Fixing our broken police force

The Home Secretary, Theresa May, is proposing Tom Winsor as HM Inspector of Constabulary – the regulator of Britain's police service. Naturally, a lot of people are alarmed at this prospect.

In the first place, nobody expects that Winsor would conduct the regulation of the police in a genteel manner. He has a reputation for speaking his mind, and uttering a few sharp words when he thinks people aren't doing their job properly. That is certainly what he did at the Office of Rail Regulation.Then of course there was his two recent reports on the police, in which he proposed a radical programme of reform, major changes in pay and conditions, and a demand that police officers shed their 'clock in, clock out' reputation with the public. He's not a man to take prisoners. It's partly down to his recommendations that 30,000 police came out on the streets to protest about their pay and pensions.
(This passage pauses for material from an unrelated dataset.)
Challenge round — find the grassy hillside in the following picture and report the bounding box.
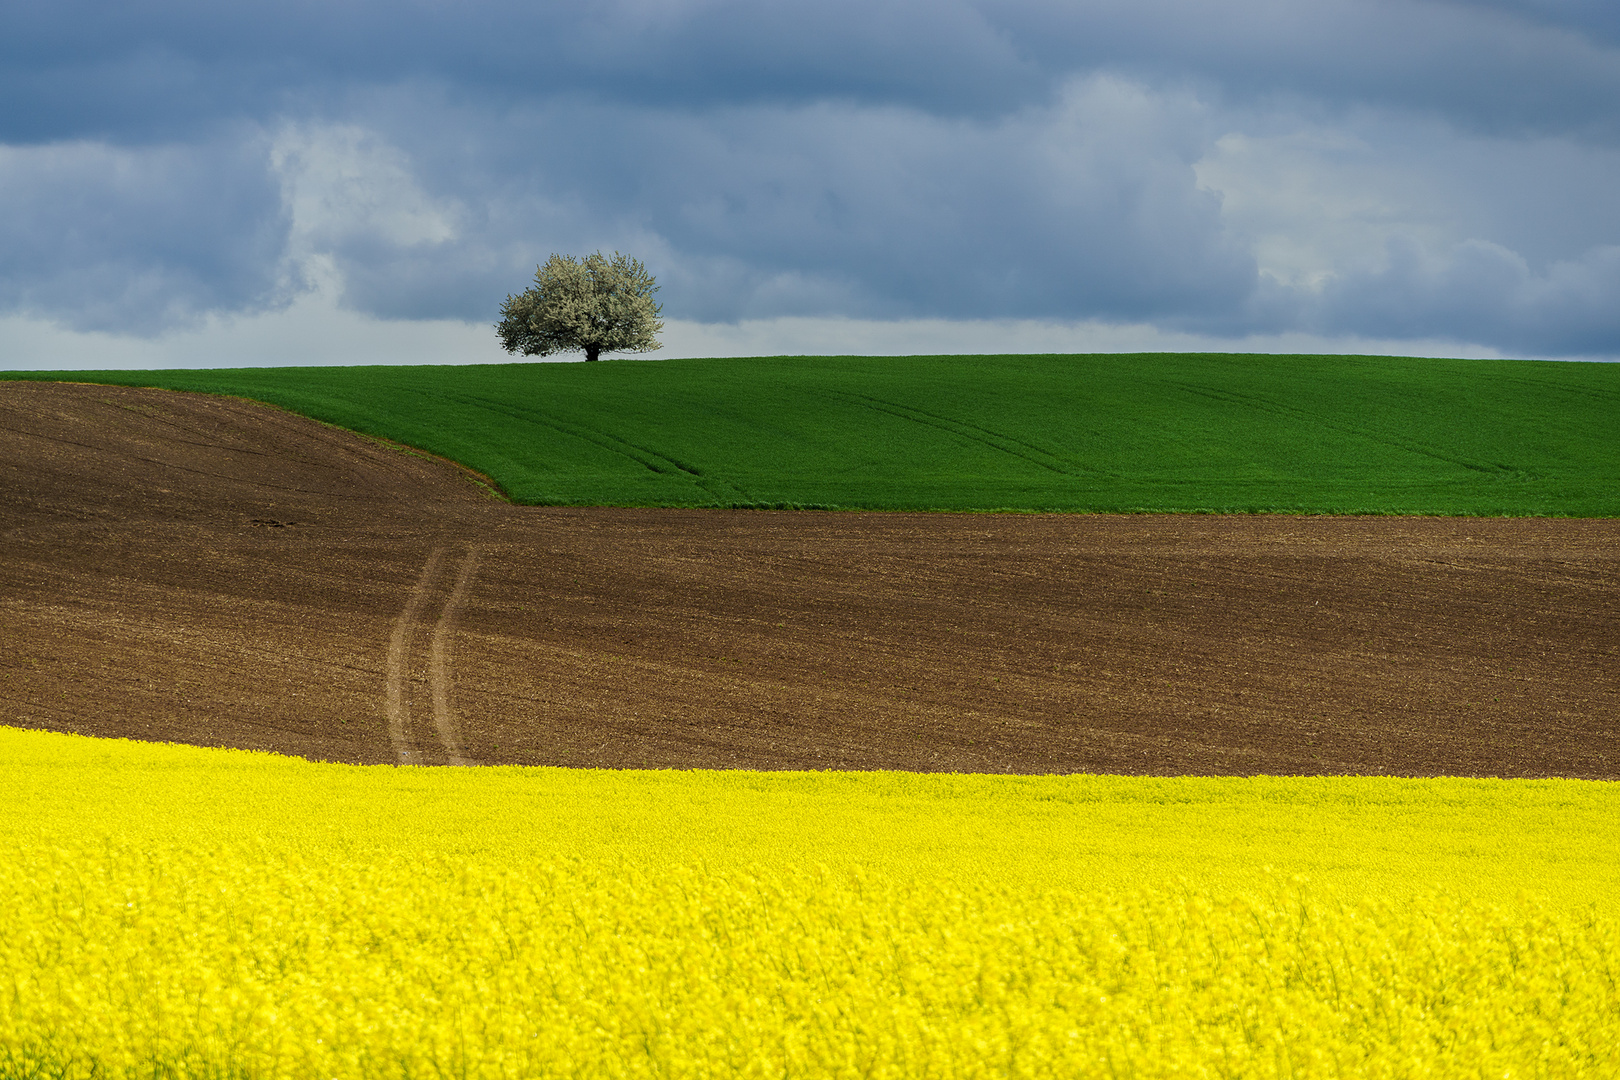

Police bosses, of course, argue that Winsor has no history or experience of policing. But maybe that is exactly what the police service needs, someone coming to it from outside who can see it from the point of view of the public, and of managerial and economic efficiency, rather than being bound up in the status quo. One of Winsor's criticisms of police recruiting is precisely that officers start on the beat and have to to work up to the higher ranks, steeping them in the status quo – when really we should be recruiting intellectually able managers straight into the higher, managerial ranks such as superintendent. And usually it is only a police insider, an existing chief constable, who has come up in this way who gets to regulate the whole system.

Sure, the Chief Inspector has traditionally been more than just a regulator. Part of the job has been to advise senior police officers on difficult issues such as public order and the policing of large events, policy on terrorism and suchlike. Winsor, with no past day-to-day involvement in such issues, might not be the best person to advise. But again, maybe we need a police regulator who is not poacher and gamekeeper at the same time. Perhaps the advisory job needs to be done by someone else, or through some other mechanism, so the regulator can get on with regulating.
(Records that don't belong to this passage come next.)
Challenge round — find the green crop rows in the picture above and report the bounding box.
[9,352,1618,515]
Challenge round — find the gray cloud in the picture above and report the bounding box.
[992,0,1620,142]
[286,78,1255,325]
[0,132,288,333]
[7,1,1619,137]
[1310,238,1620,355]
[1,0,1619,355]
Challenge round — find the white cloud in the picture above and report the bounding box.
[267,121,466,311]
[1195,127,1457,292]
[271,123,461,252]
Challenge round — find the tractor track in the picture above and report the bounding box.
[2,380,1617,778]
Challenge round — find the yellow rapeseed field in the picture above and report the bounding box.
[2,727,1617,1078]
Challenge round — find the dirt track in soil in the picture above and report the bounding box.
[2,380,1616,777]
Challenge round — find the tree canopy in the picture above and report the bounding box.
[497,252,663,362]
A public monopoly which starts people on the lowest rank, and through which people are promoted on the basis of longevity and clubbability as much as on brains and skill, is an outdated concept. If ever there is an example of producer capture, the police service must be it. That is why I am so looking forward to Dr Tim Evans's talk to the ASI's Next Generation Group tonight. He goes even further than Tom Winsor, arguing that the only way to change the nationalised-industry culture in the police, and make them properly responsive to the public's demands, is to introduce competition and privatization.